Three indicator ingredient candidates for content analysis were detected with a signal-to-noise ratio of 10 or higher, even when the sample was diluted down to 5 ppm. Table 5 lists the characteristics of calibration curves constructed using individual or combinations of indicator ingredient candidates. The effectiveness of a calibration was evaluated based on the coefficient of determination (R²) and the RSD of the calibration factor (CF), a measure of the chromatographic response of a target analyte relative to the mass injected.^19,20 Generally, if the RSD of CF is the same as or less than 20%, the constructed linear model is considered representative.²⁰ According to Notice No. 2022-26 from the Korean Ministry of Environment, quality control (QC) target values for R² and RSD of CF are set at 0.98 or higher and 25% or less, respectively.

Table 5. Characteristics of calibration curves constructed by chromatographic areas of individual or combnations of indicator ingredient candidates obtained by GC-MS.

^a RSD of CF: relative standard deviation (RSD) of calibration factor (CF), CF = (A_x)/(C_x), where A_x is area of the compound and C_x is the concentraion of the compound.

As detailed in Table 5, all R² values meet the QC target values, whereas the RSD of CF for geraniol does not satisfy this criterion.There are two possible ways to fix this problem. One method is to employ isotope-labeled geraniol as an internal standard to account for the variation in response due to differences in concentration. Another approach is to exclude geraniol from the indicator ingredients. Indeed, geraniol is also found at other essential oils such as palmarosa oil, geranium oil, rose oil, and lemongrass oil.¹⁷ Therefore, it is better to exclude geraniol from the indicator ingredients for the citronella oil.

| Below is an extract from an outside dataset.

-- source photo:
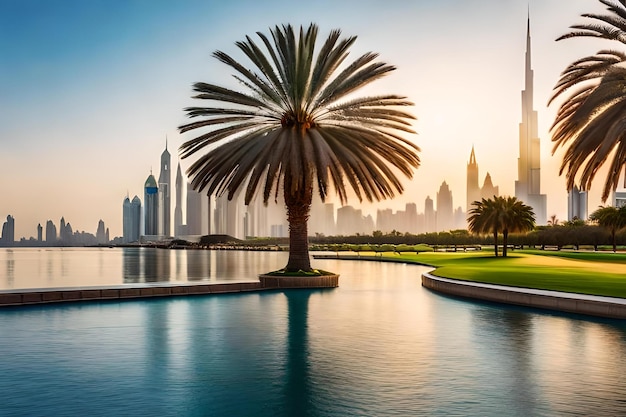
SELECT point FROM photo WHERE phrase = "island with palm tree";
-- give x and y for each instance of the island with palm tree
(298, 129)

Overall, for identifying Java type citronella oil, it is necessary to check as many of the 14 ISO-listed compounds as possible, depending on citronella oil concentration. To determine the content of citronella oil in a given consumer chemical product, using either citronellal alone or a combination of citronellal and citronellol as indicator ingredients can be effective.

Conclusions

In this study, the comprehensive analysis of citronella oil products was performed by both GC-MS and GC-FID methods. The Java type samples showed a surprisingly consistent composition ratio regardless of origin, given that they are NCSs, while the Ceylon type samples showed high variability in composition ratio. The selection of indicator ingredients for content analysis was based on a comprehensive evaluation of their abundance, consistency in composition, and uniqueness. As a result, citronellal and citronellol have emerged as the most reliable indicators due to their consistent presence and strong quantitative performance. Overall, this study outlines a strategy for selecting indicator ingredients for a NCS. Further evaluation of quantitative performance, including the use of an appropriate internal standard, will be conducted in the near future.